Cała kadra jest u nas albo z polecenia, albo są to ludzie ściągani przez znajomości. Nikt od nas szybko nie ucieka. Wszyscy dobrze wiedzą, z czym się będą mierzyć.  
 
Są jakieś jaśniejsze chwile? 
 
Emilia Lewandowska: Mamy wgląd w to, ile razy dzieciaki były w danym miesiącu w szpitalu. Jeżeli jest to niewiele razy, to super, bo to znaczy, że nasza opieka działa i spisaliśmy się. 
 
Jak można hospicjum pomóc?
 
Emilia Lewandowska: Na naszej stronie internetowej mamy standardową listę potrzeb: pieluchy, chusteczki, kosmetyki do pielęgnacji osób leżących w łóżkach, pościele, ręczniki. Często rodziny nie są w stanie sobie tego zapewnić, bo całe pieniądze idą na leki.

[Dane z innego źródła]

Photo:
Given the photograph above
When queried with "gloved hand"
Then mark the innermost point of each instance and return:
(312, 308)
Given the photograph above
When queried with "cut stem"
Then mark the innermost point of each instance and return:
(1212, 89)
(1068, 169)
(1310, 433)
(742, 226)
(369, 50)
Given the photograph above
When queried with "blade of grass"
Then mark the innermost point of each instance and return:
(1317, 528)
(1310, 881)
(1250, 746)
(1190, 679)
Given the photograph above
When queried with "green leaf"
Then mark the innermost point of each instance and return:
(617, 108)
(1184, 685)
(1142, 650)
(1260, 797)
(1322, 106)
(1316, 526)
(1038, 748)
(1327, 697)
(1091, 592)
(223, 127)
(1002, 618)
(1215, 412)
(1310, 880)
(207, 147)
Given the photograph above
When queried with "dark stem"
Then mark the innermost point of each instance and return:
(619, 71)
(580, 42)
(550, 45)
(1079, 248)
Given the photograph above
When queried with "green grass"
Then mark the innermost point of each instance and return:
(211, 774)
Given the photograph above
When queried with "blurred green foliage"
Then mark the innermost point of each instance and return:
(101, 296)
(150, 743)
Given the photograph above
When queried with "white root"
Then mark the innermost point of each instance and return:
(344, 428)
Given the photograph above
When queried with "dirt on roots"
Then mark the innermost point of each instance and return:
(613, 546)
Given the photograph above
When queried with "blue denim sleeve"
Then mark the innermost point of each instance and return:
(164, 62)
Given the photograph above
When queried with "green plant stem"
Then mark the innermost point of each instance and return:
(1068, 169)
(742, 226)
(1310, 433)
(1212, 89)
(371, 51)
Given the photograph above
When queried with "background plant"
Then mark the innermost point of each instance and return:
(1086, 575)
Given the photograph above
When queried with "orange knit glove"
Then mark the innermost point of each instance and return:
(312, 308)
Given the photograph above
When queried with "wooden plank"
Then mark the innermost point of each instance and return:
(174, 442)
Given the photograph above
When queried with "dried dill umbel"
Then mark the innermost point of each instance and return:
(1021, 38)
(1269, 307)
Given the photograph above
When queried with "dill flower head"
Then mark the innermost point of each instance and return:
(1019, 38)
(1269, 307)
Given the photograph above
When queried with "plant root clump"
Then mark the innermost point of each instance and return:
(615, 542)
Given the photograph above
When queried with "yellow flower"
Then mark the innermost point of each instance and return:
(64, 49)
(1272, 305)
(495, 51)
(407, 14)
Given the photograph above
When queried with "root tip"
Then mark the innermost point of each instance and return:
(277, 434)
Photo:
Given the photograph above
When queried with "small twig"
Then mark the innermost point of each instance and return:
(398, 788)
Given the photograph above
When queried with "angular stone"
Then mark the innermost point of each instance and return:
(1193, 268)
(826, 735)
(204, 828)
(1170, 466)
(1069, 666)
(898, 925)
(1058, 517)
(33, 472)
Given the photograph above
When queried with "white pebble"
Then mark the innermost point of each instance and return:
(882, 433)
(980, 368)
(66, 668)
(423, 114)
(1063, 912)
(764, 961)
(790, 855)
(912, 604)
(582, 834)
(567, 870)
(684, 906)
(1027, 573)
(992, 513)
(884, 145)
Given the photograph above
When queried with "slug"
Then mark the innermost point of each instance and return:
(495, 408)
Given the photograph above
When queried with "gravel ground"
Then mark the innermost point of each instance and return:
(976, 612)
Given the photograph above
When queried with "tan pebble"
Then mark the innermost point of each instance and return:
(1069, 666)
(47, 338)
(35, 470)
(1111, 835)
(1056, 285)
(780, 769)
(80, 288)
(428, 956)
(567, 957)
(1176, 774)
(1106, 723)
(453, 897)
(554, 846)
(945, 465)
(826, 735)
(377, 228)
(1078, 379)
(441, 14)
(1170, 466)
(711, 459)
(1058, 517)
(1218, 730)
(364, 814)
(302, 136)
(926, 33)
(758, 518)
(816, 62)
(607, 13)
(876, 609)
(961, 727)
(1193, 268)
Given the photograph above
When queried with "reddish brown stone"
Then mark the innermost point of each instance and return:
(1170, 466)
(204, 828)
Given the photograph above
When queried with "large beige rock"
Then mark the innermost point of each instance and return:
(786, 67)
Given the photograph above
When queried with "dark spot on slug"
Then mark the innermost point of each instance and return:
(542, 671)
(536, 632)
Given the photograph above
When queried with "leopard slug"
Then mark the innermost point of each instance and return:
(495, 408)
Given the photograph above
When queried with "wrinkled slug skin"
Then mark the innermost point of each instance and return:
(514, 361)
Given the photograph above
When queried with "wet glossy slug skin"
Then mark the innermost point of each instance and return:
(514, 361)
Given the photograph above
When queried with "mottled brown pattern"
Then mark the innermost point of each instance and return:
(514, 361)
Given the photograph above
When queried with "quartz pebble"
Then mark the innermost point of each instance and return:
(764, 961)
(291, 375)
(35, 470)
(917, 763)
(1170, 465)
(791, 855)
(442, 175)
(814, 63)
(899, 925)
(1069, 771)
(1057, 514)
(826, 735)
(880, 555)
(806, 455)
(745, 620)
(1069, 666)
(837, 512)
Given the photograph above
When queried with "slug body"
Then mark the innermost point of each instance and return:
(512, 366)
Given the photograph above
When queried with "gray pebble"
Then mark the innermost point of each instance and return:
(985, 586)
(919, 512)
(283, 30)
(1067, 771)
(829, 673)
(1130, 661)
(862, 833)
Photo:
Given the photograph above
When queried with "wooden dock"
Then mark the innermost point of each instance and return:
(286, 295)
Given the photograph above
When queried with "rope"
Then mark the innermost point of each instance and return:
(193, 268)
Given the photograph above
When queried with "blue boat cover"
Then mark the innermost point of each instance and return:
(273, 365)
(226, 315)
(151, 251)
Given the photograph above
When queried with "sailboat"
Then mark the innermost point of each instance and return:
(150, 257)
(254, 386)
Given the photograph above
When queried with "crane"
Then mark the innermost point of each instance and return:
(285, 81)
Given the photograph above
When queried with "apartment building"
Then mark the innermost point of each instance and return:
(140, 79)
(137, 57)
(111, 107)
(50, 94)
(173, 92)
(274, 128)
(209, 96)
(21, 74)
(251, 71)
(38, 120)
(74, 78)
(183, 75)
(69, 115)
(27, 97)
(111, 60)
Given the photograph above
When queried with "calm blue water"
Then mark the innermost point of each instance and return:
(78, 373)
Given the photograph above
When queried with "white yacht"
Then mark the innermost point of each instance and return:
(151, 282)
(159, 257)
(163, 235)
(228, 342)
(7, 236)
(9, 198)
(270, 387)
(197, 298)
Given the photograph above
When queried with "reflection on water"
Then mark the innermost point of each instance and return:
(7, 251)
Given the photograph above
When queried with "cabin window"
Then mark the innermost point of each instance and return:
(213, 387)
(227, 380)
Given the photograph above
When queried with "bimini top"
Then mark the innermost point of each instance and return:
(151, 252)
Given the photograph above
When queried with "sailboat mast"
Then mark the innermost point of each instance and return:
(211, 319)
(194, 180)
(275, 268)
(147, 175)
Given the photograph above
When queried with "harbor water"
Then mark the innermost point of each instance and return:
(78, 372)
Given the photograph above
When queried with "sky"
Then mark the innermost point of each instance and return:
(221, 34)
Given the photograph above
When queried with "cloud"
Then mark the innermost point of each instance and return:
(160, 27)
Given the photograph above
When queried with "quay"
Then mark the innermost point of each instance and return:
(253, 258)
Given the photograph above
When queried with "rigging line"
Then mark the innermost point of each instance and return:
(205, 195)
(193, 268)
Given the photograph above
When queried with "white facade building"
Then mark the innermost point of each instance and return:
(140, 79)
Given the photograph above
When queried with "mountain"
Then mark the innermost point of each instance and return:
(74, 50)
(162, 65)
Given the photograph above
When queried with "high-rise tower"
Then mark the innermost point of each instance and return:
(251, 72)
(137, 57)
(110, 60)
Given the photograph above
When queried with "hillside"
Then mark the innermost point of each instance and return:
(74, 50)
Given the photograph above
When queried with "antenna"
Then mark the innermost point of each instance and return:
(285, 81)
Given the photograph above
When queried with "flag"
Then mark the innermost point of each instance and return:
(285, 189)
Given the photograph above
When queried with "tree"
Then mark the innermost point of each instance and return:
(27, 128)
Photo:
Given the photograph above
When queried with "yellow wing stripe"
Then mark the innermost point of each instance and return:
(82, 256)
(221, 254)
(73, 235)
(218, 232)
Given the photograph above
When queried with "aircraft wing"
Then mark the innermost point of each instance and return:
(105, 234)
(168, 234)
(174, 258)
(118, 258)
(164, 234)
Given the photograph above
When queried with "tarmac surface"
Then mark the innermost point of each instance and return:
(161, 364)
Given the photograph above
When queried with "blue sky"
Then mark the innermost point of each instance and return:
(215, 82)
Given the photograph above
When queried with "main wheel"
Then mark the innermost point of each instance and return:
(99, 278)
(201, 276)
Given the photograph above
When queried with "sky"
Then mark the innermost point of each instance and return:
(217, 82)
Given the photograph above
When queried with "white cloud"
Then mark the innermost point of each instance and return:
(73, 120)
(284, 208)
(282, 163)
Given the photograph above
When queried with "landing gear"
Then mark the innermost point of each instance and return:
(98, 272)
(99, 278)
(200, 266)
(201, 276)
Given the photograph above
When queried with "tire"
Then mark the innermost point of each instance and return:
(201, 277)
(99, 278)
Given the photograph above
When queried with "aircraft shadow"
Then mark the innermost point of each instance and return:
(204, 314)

Zbieramy także na fizjoterapię, bo ta jest w niewystarczającym stopniu dofinansowywana z NFZ. Mamy dofinansowanie od firmy zewnętrznej czy z projektów unijnych. Nigdy jednak nie wiemy, czy te pieniądze zostaną nam przyznane w konkursie.  
 
Beata Król: Niby błaha rzecz: ciśnieniomierz. Właśnie się dowiedziałam od jednej z pielęgniarek, że się popsuł. To nie jest zwykły ciśnieniomierz, jakie są w aptekach za 150-200 zł. My mamy sprzęt profesjonalny, z różnymi końcówkami. Kosztuje około 1300 złotych. I właśnie będę pisała podanie o kolejne dwie sztuki, bo mamy tylko trzy sztuki na osiem pielęgniarek.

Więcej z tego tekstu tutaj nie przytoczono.